One lawsuit from a strife-ridden neighborhood involved the allegation that “the worke of the divell was done” at another house. This case was atypical because the person accused of doing the devil’s work was a man. Witchcraft charges were more commonly employed against women than men. The women charged with sorcery tended to be those who had especially contentious relationships with neighbors.
The designation as witches came not so much from any “supernatural” act but rather from the superstitions of the men and women who dealt with them on a daily basis and found those interactions troubling in a variety of ways. Such women differed little from men in the same position – men who were widely mistrusted by their neighbors and thereupon became the targets of physical or verbal abuse. But why, then, were such men not also charged with witchcraft?
Men and women – particularly men – who were angry with their male neighbors had many means of expressing their anger. A man could be hounded with nuisance lawsuits, he could be deprived of whatever offices he held, his fence and property could be vandalized, his pigs and cows stolen or killed, the possibilities for a vengeful person were endless.
But successfully attacking a woman was more difficult. The majority of women who were charged with witchcraft in the colonies were married at the time of the accusation. A married woman owned no property; only her husband would go to court to respond to a lawsuit; she could hold no public offices. In short, most adult women were shielded by their social and legal standing from the sorts of tactics that could easily be employed against men.

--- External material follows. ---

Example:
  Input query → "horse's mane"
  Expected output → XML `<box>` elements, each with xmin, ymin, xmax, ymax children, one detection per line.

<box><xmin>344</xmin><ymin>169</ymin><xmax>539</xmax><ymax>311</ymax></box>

Out of necessity, then, neighbors’ attacks on mature women often took verbal form. The most damaging charges that could be leveled against women were those that accused them of capital crimes – witchcraft, infanticide or – in New England – adultery (which was not a capital crime in the Chesapeake). A charge of infanticide was credible only when used against young, unmarried women, and the Bay Colony’s law providing for the execution of adulterers was implemented only once. That left witchcraft as the one viable accusation that could be employed as a last resort against a married woman.
This accusation was utilized against Salem’s Edith Crawford in 1666. Crawford was initially charged with vengefully burning down a house from which she and her husband had recently been evicted. The court acquitted Crawford after witnesses deposed that she had been at her new dwelling with her husband at the time the fire broke out. The house’s owner was not satisfied and continued to insist that Crawford set the fire. It did not matter that she was nowhere near the scene, he declared, for “shee was a witch & if shee were nott a witch allreddy shee would bee won.”
He thus adopted the only course left open to him after Goody Crawford’s acquittal of arson, he developed a supernatural explanation that allowed him to maintain his firm belief in her guilt and spread a rumor that he hoped would place her under a perpetual cloud. Deprived of other weapons, verbal or physical, he advanced the witchcraft charges as a last resort.
Such cases disclose two important elements of neighborhood interactions in 17th century America. First, a person’s credit rested in part on he/she being regarded as a good neighbor. Second, part of being a good neighbor was bowing to the collective judgement of one’s peers.
“It was very unComfortable for neighbours to live in Contention.”